I haven't however had a look at many of the other entries since the wiki was established in 2009, so I went over to poke about in some of the newer entries. From reading a good few of those, it seems that librarian career paths can mostly be summed up as:
- I didn't ever consciously think of libraries as a career, but ended up in them by accident, and it was a happy accident.
- I started off as/qualified in something else, but I realised eventually that libraries were for me.
- I always knew I wanted to be a librarian.
It seems that "I always wanted to be a librarian" posts are hugely outnumbered by the "I never knew it was a career, but now I'm in it, I love it" ones. Perhaps the always-wanted posts are so few because of the problems the profession has with negative and outdated stereotypes - I can't imagine that if you asked a kid "do you want to be a librarian?" that they'd say "yes: where so I sign up?!?!". Mainly because "librarian" to kids are the Frumpy Stereotype (well, for the younger ones anyway - give them a few years, then they'll move onto the Repressed Sex Beast stereotype), and that's a long established one. It's not really something that's likely to change soon (unless anyone has developed mind bleach for an entire population), but it would be nice if librarian/researcher/information retrieval specialist was a bit more of a visible careers option.

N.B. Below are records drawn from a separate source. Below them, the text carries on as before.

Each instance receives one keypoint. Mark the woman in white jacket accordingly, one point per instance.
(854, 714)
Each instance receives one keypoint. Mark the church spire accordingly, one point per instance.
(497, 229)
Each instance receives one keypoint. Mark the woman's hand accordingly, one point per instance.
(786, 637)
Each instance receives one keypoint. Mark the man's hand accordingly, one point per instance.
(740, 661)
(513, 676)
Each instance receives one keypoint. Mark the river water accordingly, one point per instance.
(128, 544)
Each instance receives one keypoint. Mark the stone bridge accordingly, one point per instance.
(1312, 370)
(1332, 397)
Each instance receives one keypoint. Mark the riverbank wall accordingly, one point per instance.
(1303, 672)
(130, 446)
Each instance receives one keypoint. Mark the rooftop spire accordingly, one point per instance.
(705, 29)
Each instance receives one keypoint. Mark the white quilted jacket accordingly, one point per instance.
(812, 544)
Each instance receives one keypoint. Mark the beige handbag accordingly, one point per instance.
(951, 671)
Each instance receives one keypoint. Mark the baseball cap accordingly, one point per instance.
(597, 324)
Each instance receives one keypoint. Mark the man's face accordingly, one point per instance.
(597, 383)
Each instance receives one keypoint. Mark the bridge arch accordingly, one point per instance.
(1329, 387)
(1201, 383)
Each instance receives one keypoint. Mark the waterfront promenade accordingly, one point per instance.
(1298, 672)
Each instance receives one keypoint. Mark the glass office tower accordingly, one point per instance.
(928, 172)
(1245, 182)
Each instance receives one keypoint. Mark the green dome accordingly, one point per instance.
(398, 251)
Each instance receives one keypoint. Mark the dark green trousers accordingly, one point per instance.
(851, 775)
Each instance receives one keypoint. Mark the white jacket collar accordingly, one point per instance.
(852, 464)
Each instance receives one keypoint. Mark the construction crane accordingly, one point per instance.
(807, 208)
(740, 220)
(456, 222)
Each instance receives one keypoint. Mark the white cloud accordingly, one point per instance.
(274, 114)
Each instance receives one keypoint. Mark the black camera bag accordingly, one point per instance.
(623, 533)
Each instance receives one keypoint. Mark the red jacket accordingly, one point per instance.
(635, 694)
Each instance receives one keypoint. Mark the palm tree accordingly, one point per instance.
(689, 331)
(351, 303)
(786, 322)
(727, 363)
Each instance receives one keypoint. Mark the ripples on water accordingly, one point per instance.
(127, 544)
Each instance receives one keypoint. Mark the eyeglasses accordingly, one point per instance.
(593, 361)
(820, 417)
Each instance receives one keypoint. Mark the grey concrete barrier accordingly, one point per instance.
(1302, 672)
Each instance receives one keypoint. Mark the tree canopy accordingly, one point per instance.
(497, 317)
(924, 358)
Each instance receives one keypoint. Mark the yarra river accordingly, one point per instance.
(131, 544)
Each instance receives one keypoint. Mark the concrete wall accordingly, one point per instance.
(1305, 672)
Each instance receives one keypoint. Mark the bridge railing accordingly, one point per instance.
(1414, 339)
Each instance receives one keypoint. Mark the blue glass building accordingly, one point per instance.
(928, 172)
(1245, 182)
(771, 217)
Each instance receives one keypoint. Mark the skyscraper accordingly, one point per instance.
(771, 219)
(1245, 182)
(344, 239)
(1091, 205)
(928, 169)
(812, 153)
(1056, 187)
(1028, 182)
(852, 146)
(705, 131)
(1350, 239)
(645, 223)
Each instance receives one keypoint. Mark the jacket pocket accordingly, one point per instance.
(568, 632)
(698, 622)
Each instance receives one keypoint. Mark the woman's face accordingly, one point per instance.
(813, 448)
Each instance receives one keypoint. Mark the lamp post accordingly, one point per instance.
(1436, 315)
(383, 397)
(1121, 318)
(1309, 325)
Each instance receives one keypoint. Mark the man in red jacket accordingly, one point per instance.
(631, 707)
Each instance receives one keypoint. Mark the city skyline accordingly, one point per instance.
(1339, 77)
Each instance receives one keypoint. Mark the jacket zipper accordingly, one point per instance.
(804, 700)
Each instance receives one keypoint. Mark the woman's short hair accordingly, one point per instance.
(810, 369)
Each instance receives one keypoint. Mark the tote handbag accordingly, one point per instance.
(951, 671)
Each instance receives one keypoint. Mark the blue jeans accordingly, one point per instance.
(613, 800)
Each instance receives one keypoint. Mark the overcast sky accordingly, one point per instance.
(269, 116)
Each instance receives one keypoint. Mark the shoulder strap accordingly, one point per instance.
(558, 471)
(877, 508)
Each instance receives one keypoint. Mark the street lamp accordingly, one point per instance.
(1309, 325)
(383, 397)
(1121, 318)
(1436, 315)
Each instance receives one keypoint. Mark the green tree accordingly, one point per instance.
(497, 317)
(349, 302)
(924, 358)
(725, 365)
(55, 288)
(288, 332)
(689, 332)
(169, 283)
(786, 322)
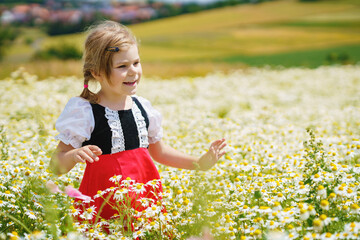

I'm not involved in the academic sector, so I'm not sure how the Careers Service ties in, but how well informed are careers advisors on the information profession?
Hopefully, a bit better than my one in the early 1990s, who cheerfully advised me not to go into working in libraries (despite it being an equal first on my careers choices, tied with science, and...erm...landscape gardening or something similar in close second!), as "it'll all be done by computers in the future".
Well done, careers advisor. I AM that computer who's doing it in the future: I'm a librarian.